The decisions and risk we take for our children. A cancer-stricken Oklahoma mom shared only a few precious moments with her newborn daughter after she made a decision to refuse chemotherapy and trade her life to save the baby. This woman literally gave her life for her child. Hit the jump to read the rest of the story.
@WiL

Stacie Crimm, 41, died from cancer in her head and neck last month – just three days after cradling her newborn for the first and only time, and staring deep into her dark blue eyes.

Now 2-month-old Dottie Mae is finally home from the hospital – and capturing hearts with her amazing story of sacrifice and survival.

She was on the front page of the Daily Oklahoman newspaper over the weekend, and her new guardian, Crimm’s married brother Ray Phillips, is set to appear on NBC’s Today show this week, a co-worker said.
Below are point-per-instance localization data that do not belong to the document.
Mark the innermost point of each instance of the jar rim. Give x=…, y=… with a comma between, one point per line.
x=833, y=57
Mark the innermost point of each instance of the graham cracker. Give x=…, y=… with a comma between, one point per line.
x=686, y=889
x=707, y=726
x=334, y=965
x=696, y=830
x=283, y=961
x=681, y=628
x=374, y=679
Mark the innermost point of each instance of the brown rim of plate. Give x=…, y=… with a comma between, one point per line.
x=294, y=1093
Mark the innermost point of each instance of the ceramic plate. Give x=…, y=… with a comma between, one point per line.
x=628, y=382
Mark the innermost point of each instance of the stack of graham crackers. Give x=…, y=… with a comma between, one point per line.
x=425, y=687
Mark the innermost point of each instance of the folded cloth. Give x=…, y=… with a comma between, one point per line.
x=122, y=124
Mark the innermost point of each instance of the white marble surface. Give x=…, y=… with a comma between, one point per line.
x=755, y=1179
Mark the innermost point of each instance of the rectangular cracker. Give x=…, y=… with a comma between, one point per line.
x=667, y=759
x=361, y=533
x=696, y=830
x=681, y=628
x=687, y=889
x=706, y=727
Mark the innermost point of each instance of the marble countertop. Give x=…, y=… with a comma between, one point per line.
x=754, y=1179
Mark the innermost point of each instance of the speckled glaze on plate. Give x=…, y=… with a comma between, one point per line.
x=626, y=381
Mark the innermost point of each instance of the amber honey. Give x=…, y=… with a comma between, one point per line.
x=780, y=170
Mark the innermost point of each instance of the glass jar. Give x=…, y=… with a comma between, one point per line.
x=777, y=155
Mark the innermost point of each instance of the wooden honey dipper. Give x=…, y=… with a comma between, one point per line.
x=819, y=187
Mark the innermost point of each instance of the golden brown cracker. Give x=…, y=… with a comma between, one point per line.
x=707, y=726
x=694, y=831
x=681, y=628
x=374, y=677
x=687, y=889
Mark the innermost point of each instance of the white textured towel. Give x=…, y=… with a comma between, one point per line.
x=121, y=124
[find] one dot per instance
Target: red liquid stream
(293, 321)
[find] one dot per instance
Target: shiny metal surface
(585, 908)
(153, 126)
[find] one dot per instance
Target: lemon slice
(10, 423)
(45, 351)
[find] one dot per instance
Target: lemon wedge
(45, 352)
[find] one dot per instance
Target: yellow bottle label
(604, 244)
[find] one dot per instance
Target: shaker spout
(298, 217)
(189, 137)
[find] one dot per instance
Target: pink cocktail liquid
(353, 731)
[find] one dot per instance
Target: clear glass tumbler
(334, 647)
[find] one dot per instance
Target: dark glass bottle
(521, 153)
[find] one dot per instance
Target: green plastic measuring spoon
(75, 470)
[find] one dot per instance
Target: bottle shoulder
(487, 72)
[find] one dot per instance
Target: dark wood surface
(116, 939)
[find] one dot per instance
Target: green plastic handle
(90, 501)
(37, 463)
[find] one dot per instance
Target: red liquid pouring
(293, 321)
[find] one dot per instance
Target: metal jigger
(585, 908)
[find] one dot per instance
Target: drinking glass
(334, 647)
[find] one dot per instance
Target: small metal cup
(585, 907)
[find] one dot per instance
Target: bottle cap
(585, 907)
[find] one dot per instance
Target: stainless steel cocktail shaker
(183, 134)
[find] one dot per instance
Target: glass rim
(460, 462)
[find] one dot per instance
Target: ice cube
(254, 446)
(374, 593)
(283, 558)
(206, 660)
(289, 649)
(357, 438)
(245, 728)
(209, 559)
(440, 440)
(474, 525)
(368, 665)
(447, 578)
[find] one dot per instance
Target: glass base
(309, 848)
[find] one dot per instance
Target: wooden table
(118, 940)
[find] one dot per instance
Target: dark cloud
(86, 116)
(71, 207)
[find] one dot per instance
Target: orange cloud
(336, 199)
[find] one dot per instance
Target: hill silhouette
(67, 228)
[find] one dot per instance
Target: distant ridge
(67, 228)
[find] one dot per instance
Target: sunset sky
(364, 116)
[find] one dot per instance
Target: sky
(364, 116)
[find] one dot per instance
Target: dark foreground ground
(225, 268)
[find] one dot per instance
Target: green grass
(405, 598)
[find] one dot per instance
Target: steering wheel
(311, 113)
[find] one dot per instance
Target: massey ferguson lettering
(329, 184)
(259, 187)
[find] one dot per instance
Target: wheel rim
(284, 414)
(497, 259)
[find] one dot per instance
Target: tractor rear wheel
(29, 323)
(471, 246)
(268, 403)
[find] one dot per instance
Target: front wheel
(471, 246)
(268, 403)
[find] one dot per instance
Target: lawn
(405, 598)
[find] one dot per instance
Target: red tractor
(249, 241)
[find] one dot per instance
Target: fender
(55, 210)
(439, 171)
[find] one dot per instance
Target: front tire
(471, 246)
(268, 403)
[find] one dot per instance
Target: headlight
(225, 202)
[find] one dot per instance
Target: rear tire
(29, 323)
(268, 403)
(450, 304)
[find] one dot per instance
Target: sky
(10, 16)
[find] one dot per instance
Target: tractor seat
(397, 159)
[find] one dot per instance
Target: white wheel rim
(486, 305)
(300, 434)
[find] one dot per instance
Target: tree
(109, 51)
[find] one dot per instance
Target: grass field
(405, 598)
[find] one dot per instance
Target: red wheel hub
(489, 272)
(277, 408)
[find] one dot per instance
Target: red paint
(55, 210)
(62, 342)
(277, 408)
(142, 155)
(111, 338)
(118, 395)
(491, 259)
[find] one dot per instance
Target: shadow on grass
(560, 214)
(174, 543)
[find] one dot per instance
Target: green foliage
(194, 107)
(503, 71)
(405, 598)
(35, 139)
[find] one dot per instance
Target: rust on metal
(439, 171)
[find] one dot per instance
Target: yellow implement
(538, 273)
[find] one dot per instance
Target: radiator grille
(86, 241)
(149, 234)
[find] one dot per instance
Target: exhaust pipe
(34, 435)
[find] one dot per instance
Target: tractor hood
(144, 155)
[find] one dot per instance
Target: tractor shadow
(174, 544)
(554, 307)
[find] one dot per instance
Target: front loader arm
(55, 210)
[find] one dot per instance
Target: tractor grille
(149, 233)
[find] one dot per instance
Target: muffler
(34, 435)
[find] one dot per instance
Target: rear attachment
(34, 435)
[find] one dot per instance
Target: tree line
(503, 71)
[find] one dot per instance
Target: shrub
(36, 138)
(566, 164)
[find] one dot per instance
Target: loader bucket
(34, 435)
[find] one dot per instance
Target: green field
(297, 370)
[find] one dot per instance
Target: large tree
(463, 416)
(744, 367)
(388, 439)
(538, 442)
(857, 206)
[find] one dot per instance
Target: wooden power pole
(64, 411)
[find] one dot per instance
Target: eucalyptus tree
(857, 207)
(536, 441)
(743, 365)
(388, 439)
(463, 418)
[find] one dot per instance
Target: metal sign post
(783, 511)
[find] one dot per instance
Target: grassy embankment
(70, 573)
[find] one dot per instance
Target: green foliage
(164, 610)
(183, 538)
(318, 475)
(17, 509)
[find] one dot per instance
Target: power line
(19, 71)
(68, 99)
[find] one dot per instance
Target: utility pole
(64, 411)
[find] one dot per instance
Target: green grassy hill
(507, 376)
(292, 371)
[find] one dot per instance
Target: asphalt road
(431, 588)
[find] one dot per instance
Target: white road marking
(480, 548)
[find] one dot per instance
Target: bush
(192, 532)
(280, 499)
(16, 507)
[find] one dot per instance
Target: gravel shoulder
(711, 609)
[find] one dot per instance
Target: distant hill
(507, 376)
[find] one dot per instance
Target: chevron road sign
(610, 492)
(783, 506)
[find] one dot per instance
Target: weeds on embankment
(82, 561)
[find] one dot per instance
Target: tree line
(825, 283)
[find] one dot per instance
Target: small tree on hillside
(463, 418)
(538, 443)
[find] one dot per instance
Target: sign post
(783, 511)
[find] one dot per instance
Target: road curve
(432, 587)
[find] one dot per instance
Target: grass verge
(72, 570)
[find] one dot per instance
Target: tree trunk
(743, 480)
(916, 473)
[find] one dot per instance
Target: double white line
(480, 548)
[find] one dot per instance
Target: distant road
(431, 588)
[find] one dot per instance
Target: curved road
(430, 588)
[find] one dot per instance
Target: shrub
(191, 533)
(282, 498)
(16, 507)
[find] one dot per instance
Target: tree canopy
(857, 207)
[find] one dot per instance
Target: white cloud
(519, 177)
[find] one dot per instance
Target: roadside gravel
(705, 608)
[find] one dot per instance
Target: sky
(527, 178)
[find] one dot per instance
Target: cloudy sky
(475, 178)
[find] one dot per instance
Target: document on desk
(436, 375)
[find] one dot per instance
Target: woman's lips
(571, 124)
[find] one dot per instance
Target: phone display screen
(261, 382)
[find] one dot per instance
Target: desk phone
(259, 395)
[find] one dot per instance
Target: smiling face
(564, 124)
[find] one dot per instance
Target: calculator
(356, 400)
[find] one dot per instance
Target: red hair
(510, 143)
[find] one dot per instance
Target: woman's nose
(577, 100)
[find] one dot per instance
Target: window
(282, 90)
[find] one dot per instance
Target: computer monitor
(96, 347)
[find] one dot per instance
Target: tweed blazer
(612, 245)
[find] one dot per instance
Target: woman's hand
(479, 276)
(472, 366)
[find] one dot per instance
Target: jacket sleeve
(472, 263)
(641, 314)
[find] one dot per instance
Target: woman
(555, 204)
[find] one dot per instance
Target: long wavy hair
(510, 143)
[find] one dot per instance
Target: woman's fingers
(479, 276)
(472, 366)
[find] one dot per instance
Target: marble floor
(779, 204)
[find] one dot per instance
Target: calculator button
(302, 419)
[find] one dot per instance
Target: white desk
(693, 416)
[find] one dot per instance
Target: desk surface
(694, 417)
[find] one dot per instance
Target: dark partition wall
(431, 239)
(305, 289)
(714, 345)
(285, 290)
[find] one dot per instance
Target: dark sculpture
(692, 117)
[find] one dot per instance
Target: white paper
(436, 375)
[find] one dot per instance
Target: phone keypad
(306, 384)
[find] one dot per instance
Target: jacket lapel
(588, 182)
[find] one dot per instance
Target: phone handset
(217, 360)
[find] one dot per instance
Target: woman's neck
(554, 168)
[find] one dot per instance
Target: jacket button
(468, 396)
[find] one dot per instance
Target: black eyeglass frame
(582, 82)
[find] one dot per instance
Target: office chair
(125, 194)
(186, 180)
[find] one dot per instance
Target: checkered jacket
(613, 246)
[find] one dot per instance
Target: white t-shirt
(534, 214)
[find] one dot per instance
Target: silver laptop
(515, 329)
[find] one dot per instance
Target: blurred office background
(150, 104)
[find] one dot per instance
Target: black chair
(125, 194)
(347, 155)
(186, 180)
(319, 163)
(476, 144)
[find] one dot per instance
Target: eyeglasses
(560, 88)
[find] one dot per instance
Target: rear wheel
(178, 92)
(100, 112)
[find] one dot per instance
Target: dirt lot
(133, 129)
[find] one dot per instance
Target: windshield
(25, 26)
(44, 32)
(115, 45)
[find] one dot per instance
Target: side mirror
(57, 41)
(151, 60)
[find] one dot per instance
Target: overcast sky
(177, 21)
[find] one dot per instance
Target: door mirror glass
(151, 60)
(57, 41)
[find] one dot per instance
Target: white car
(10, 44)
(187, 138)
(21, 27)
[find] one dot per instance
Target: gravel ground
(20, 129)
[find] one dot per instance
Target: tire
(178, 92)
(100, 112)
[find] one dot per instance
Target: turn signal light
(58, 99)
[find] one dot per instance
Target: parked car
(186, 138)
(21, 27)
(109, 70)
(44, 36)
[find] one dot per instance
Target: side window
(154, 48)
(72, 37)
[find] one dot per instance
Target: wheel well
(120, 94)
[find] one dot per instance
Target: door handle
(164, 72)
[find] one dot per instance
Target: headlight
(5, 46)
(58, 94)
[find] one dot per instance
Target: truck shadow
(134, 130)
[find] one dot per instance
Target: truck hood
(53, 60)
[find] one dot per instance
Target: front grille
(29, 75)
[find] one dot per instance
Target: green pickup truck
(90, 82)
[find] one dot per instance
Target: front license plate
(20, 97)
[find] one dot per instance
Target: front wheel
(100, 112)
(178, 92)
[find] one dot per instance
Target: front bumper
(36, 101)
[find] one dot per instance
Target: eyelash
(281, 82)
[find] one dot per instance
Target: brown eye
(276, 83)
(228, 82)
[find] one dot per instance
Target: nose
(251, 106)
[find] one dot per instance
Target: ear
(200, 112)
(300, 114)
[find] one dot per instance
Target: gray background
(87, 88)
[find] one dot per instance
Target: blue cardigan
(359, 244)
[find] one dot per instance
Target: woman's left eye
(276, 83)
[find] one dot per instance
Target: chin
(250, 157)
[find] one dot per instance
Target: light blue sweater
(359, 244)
“Sister would be so proud,” Phillips, 40, wrote on his Facebook page of all the attention the little girl has gotten. “Now Dottie will have something to show how wonderful her Mother really was. I am amazed.”

It was last March that Crimm bubbled over with joy when she announced the pregnancy that she didn’t think was even possible.

“You’re not going to believe this,” she told her brother, according to The Oklahoman.

Crimm said she took five pregnancy tests to confirm the good news because doctors said she’d never be able to conceive, Phillips recalled.

But elation quickly turned to worry as Crimm began suffering severe headaches, double vision and tremors that wracked her entire body, The Oklahoman reported.

“I hope I live long enough to have this baby,” she said in a message to her brother. “If anything happens to me, you take this child.”

In July, medical tests revealed the awful truth: she had cancer.

Phillips said his sister agonized only briefly over whether to undergo chemotherapy, a course of treatment that could have saved her life, but would have also risked the health of her unborn child.

Crimm prepared as much as she could before collapsing at home on Aug. 16, five months into her pregnancy. She was rushed to Oklahoma University Medical Center in Oklahoma City and delivered the 2-pound, 1-ounce baby via an emergency C-section two days later.

Crimm barely survived the operation.

“Sister was dying right there. She was gasping,” Phillips told the Oklahoman, noting how she fought through it. “The human body fights death.”

But Dottie was so undersized that she had to be placed in intensive care apart from her mother. And the terrible reality for Crimm was that after resigning herself to certain death to save her baby, both mother and daughter were too weak to be moved to see one another.